Vivo a la mitad de un rectángulo de 32 casas blancas, igualitas entre ellas. Cuando mis amigos vienen a visitarme por primera vez y cruzan el pasillo de la entrada, no saben a cuál de ellas acercarse a tocar el timbre. Solo un número pequeño de piedra (escondido entre las plantas) y el color de las cortinas distingue una de otra. A veces, también, el perro que esté aullando o moviendo la cola desde una ventana.
Suele reinar el silencio, a pesar del niño que todas las tardes ensaya el piano y toca como Liberace –sin que esto sea un cumplido– o la señora que siempre le está gritando “¡cállate! ¡cállate!” a su labrador, cuyos ladridos apenas son audibles en comparación.
Nunca pasa nada.
Nunca pasa nada, y es reconfortante.
Pero la muerte también acecha el lugar donde nunca pasa nada, porque cada día hay más ventanitas negras. Recuerdo haber escuchado una conversación entre mi madre y un vecino, quien dijo que llevaba mucho tiempo sin ver al señor de la casa junto a la suya. “¿Qué no sabes?” preguntó mi mamá. “Se murió hace un año”.

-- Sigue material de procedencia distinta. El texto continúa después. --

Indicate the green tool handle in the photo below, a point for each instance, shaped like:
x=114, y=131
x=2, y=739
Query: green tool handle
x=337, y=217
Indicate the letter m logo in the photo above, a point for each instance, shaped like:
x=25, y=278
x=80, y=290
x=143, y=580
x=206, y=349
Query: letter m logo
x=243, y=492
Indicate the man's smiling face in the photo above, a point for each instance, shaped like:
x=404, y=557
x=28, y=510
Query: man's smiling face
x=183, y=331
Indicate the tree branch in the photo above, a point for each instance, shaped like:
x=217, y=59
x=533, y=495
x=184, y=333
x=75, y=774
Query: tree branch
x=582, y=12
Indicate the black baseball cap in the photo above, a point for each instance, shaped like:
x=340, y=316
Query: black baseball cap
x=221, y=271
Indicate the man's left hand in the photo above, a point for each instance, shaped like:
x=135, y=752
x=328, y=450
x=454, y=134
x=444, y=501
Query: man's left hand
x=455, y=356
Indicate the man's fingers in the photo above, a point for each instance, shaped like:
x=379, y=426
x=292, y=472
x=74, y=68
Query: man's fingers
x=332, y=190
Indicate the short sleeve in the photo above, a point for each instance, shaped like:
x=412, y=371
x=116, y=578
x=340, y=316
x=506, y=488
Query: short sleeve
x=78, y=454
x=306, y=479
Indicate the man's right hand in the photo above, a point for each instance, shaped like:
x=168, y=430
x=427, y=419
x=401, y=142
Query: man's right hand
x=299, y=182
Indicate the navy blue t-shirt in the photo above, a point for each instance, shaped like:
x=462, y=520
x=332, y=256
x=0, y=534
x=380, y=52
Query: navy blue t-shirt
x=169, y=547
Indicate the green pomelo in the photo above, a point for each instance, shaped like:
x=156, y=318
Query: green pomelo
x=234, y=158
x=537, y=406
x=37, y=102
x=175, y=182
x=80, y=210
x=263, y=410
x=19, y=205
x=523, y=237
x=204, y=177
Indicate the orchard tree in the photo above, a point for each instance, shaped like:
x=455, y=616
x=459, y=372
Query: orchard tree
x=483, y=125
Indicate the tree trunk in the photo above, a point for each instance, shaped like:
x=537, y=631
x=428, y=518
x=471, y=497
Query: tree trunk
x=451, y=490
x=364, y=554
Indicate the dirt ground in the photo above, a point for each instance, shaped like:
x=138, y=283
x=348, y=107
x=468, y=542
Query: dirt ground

Entonces al cruzar el pasillo de la entrada, cuando ya es tarde y estoy cansada y voy arrastrando mi mochila y pensando en el ensayo que tengo que escribir y en mis audífonos cantan a gritos los Sex Pistols, me detengo ante una de las casas blancas. Todas sus luces están apagadas, la falta de cortinas revela un agujero negro. Hace unos días no era así, había un perro dando brincos en el jardín y luz dorada en la sala. Una enfermera, una familia entrando y saliendo.
Pienso en los ladridos, en los “¡cállate! ¡cállate!”, en el piano y en los amigos preguntándose a qué casa tocar. Cada uno de esos sonidos se irá callando hasta que algún día solo haya silencio y ventanitas negras. Y quizás no me dé cuenta.